In a healthy tooth, the PDL space should be at the same width all around the root. Widening of this space usually indicates inflammation but can be due to occlusal trauma

Healthy Patient

The normal alveolar crest lies 2-3mm below the CEJ and forms a sharp angle with the lamina dura. The crest is not always well corticated.

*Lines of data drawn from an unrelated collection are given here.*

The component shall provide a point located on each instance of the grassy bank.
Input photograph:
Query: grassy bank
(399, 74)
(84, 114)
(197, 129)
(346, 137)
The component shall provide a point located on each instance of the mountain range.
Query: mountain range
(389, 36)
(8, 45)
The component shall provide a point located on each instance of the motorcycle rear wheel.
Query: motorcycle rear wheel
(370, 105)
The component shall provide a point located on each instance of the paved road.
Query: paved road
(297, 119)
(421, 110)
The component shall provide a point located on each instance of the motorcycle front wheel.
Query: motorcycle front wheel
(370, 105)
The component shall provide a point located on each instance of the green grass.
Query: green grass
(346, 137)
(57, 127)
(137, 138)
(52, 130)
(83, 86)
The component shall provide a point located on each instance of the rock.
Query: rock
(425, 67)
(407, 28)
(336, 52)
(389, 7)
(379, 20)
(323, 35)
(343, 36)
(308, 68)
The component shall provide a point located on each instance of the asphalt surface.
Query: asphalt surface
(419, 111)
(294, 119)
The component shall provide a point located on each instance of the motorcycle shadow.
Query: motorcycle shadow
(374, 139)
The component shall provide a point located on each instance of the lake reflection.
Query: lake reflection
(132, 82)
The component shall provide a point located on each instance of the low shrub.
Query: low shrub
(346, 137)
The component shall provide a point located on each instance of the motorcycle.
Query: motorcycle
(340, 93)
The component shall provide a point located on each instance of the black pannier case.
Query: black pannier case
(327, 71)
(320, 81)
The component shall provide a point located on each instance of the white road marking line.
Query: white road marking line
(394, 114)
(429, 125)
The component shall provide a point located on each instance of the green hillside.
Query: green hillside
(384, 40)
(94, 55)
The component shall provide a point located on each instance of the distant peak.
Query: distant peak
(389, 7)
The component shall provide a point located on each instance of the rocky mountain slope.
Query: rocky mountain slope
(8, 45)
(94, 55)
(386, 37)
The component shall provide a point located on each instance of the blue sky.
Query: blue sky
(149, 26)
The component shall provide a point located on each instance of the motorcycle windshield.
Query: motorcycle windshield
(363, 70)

Periodontal disease results in a reduction of the alveolar bone levels

  • On a radiograph, you can calculate the percentage of bone loss:

    (CEJ to bone crest) / (CEJ to root apex) x100

  • Alternatively, you can use descriptors:

    Interproximal bone loss

    • Stage 1 (Early/Mild): <15% or 2mm attachment loss from CEJ

    • Stage 2 (Moderate): coronal third of root

    • Stage 3 (Severe): mid third of root

    • Stage 4 (Very severe): apical third of root

Interproximal caries

  • 50% demineralisation is required for radiographic detection of a lesion

  • Usually up to a 3rd larger clinically than radiographically

Factors affecting appearance of caries:

  • Buccolingual thickness of tooth. The thicker the tooth, the more difficult it is to see the extent of the caries

  • Two dimensional film. Cannot see the extent of carious involvement in a buccolingual direction

  • The density of the enamel on either side is dense enough to obscure the small carious lesion (also due to the angle of the beam)

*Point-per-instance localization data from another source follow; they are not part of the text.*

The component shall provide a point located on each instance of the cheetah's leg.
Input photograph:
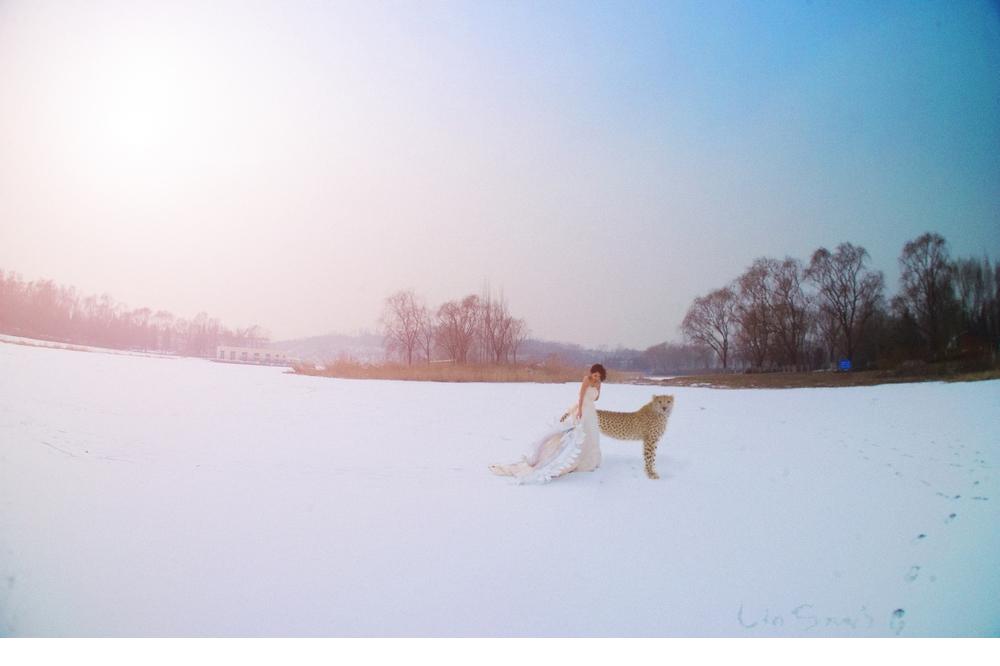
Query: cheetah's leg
(649, 454)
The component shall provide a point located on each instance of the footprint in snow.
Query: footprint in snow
(896, 623)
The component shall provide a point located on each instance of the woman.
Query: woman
(573, 447)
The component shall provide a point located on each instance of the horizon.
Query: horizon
(293, 165)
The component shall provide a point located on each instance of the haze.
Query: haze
(291, 164)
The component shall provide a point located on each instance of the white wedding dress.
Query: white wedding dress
(572, 446)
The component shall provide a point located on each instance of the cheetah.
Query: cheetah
(648, 424)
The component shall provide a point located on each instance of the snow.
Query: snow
(144, 496)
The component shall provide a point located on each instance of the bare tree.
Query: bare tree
(518, 334)
(791, 317)
(754, 312)
(711, 322)
(848, 292)
(927, 281)
(457, 325)
(495, 324)
(427, 333)
(401, 324)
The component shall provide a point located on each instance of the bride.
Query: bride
(574, 446)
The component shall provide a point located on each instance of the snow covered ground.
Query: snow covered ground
(145, 496)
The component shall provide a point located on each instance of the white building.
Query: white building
(252, 355)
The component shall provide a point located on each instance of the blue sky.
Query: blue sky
(602, 163)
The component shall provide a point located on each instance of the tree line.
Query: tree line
(45, 310)
(787, 315)
(473, 329)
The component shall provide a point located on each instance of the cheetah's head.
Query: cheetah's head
(663, 404)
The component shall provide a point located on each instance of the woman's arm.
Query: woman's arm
(583, 391)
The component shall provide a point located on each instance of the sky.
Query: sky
(291, 164)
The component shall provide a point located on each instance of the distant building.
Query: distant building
(254, 355)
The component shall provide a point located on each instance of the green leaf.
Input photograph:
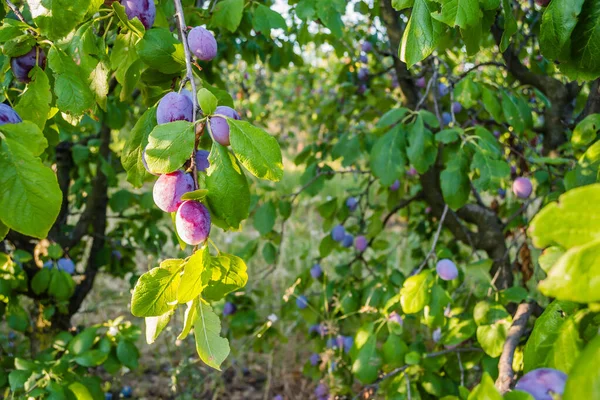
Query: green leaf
(387, 156)
(228, 14)
(208, 101)
(34, 103)
(155, 325)
(196, 274)
(30, 197)
(421, 35)
(558, 22)
(228, 275)
(71, 88)
(256, 150)
(211, 347)
(422, 148)
(570, 222)
(170, 145)
(160, 50)
(155, 292)
(228, 191)
(485, 390)
(461, 13)
(131, 156)
(586, 131)
(414, 295)
(584, 378)
(56, 18)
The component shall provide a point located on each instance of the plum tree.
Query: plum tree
(169, 188)
(446, 269)
(522, 187)
(218, 125)
(144, 10)
(22, 65)
(192, 222)
(543, 383)
(202, 43)
(8, 115)
(174, 107)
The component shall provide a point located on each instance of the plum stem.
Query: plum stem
(189, 76)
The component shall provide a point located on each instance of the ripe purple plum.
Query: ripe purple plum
(8, 115)
(360, 243)
(338, 233)
(543, 383)
(301, 302)
(352, 203)
(446, 269)
(202, 43)
(67, 265)
(169, 188)
(522, 187)
(144, 10)
(316, 271)
(202, 162)
(192, 222)
(174, 107)
(219, 126)
(229, 308)
(22, 65)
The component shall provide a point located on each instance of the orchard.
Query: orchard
(303, 199)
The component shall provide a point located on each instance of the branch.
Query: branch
(506, 374)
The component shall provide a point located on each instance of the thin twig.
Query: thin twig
(506, 375)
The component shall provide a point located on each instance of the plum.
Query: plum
(314, 359)
(219, 126)
(169, 188)
(229, 309)
(543, 383)
(360, 243)
(446, 269)
(67, 265)
(202, 43)
(301, 302)
(192, 222)
(202, 162)
(352, 203)
(22, 65)
(8, 115)
(522, 187)
(174, 107)
(338, 233)
(316, 271)
(144, 10)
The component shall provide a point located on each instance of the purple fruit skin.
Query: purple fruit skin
(192, 222)
(144, 10)
(522, 188)
(301, 302)
(219, 126)
(542, 382)
(202, 43)
(202, 162)
(338, 233)
(361, 243)
(22, 65)
(8, 115)
(316, 271)
(169, 188)
(174, 107)
(446, 269)
(67, 265)
(229, 309)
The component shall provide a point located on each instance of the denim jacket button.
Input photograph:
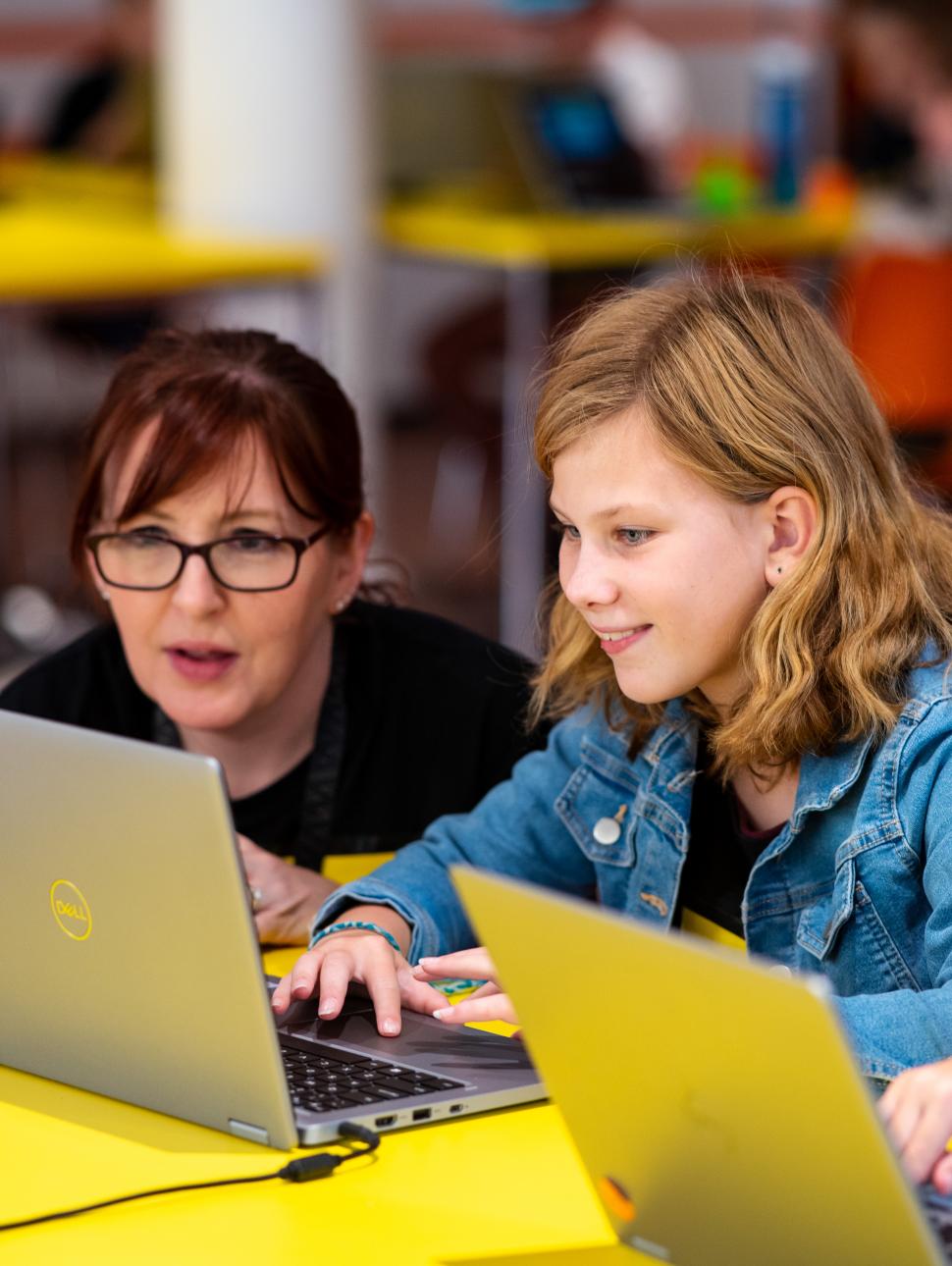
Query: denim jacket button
(607, 830)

  • X-ray beam angle (horizontal or vertical). Important when trying to identify recurrent caries, since changes in angulation may cause the superimposition of the existing restoration with the carious lesion.

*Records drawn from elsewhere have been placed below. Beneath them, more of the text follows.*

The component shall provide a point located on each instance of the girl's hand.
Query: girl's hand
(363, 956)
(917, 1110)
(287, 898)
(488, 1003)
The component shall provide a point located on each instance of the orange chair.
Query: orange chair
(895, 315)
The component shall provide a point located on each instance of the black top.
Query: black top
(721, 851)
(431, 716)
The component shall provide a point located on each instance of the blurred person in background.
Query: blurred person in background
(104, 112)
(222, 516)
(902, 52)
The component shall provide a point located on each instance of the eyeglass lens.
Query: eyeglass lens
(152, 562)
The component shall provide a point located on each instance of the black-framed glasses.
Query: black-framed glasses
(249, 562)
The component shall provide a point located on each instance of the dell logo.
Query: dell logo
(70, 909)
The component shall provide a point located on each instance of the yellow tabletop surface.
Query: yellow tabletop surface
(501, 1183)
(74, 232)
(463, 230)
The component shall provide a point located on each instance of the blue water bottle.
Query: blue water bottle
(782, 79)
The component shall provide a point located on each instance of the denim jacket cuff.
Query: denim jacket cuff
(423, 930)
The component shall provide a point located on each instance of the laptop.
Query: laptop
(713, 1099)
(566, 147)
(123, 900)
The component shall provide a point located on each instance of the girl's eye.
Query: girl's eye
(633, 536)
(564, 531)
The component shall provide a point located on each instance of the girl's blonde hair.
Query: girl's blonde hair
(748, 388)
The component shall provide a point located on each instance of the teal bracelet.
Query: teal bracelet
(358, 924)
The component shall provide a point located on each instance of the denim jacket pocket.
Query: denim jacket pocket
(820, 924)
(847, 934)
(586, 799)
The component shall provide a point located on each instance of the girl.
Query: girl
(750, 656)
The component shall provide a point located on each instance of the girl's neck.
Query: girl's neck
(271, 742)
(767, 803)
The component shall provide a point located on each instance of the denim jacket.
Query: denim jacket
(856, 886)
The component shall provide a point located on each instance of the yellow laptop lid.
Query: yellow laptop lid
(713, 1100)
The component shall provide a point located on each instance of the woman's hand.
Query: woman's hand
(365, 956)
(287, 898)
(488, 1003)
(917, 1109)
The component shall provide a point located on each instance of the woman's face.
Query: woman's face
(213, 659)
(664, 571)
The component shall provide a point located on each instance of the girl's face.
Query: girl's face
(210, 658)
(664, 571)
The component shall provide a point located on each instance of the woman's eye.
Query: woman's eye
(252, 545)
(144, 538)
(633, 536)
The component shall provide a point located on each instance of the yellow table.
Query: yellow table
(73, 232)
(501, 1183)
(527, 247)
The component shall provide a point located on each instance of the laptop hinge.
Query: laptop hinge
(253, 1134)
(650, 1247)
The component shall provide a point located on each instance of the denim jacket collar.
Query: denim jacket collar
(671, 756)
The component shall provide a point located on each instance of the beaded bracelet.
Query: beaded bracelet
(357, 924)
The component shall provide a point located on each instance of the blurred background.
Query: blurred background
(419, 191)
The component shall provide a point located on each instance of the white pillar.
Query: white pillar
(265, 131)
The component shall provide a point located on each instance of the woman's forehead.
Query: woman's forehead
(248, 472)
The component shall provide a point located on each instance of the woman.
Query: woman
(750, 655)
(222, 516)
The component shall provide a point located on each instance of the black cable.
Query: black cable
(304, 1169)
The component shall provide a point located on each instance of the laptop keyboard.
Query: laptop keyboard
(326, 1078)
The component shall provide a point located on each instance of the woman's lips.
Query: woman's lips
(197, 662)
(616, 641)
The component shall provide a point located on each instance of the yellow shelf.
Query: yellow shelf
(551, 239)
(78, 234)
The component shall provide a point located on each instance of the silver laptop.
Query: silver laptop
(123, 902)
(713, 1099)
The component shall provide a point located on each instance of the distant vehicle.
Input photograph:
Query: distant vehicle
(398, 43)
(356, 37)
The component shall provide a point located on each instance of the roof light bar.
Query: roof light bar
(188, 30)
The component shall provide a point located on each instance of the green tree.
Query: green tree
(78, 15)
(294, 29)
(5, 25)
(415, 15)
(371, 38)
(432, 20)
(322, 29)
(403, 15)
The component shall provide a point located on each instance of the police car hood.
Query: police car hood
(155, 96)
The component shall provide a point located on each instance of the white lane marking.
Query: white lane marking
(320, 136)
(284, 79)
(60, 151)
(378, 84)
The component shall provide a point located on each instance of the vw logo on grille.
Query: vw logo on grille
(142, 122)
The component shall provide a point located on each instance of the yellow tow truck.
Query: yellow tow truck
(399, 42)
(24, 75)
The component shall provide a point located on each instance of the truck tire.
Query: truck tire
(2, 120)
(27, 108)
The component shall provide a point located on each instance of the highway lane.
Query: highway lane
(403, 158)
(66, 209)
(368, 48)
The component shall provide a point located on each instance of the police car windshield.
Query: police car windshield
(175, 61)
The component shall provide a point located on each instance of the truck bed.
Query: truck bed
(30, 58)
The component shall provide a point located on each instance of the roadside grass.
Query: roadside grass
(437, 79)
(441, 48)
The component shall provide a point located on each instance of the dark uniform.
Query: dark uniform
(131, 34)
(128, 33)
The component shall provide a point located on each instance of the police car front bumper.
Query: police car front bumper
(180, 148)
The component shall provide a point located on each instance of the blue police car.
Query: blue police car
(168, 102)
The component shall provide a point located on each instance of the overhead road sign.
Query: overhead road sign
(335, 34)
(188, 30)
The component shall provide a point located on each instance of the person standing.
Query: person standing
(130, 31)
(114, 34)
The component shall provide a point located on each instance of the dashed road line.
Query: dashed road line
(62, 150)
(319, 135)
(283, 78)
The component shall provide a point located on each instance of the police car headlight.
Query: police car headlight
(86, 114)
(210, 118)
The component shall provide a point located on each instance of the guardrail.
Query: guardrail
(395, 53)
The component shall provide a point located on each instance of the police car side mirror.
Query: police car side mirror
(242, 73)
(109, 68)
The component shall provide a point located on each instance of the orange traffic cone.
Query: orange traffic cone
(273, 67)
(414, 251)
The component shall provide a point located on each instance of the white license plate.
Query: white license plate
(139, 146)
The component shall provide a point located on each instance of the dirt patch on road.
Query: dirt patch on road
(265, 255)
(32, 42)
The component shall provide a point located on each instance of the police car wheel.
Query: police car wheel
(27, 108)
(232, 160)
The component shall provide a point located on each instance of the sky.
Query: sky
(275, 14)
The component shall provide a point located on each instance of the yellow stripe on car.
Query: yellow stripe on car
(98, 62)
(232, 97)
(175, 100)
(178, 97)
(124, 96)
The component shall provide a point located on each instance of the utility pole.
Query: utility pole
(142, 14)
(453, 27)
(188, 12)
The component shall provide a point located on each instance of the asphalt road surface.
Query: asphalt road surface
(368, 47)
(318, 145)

  • Exposure factors: caries detection is improved with a lower kVp setting, which provides a higher contrast. If the density of the film is too light or too dark, the diagnostic potential of the film is limited.

Caries Classification

I - Incipient (1)

M - Moderate (2)

A - Advanced (3)

S - Severe (4)

Incipient (Approximal caries)

  • Outer 50% of enamel

  • Usually not restored unless the patient has a high level of caries activity

  • Treat with fluoride

Moderate (Approximal caries)

  • Inner 50% of enamel (up to ADJ)

  • Treat with fluoride and OHI

Advanced

  • Reaches into dentine (<50%)

Severe

  • More than 50% into dentine or into the pulp chamber

Cervical burnout

  • Cervical burnout is an apparent radiolucency round just below the CEJ on the root

  • It is an artificial phenomenon created by the anatomy of the teeth

  • Mimics root caries

Mach band effect

The zone at the distal cervical margin directly beneath the white metallic restorationshadow, appears radiolucent

  • It is the optical illusion of radiolucency next to a very dense restoration

  • The trick is to black out the restoration

Apical Pathology

  • Tooth develops caries (necrotic)

  • Caries advances into the pulp

  • Pulp becomes inflamed (irreversibly)

  • Toxins are produced and excreted around the periapical region

  • Causes inflammatory process at apex

When the pulp becomes necrotic, with time an apical periodontitis will develop. The inflammatory changes within the apical tissues manifest as an apical radiolucency

Inflammatory Process

  • PDL widens

  • Lamina dura gets destroyed

  • Apical radiolucencies form

  • Reform LD around radiolucencies

    • Sign of chronic and long-standing (avoid spreading)

Often around the margins of a loosened area, the margins are more dense due to new, more dense bone forming as part of the inflammatory process (condensing or focal sclerosing osteitis)

Radiolucency would be rarefying osteitis (less dense bone)

Fractures

When there is very severe periodontal bone loss and apical pathology and you see prio-endo lesions

When there is very focal bone loss in one area, especially with heavily restored teeth

→ consider root fractures

Justification

  • A legal obligation and must be recorded in the patient’s notes

  • Radiographs must follow a history and clinical examination

Assessment of radiographs

  • Diagnostically acceptable or unacceptable

  • It is a legal requirement that all radiographs undergo a clinical evaluation

  • The report should be of the entire area image and not just the area of interest

Dental therapist radiographs must have a second opinion from a dentist for things that may fall outside their scope of practice.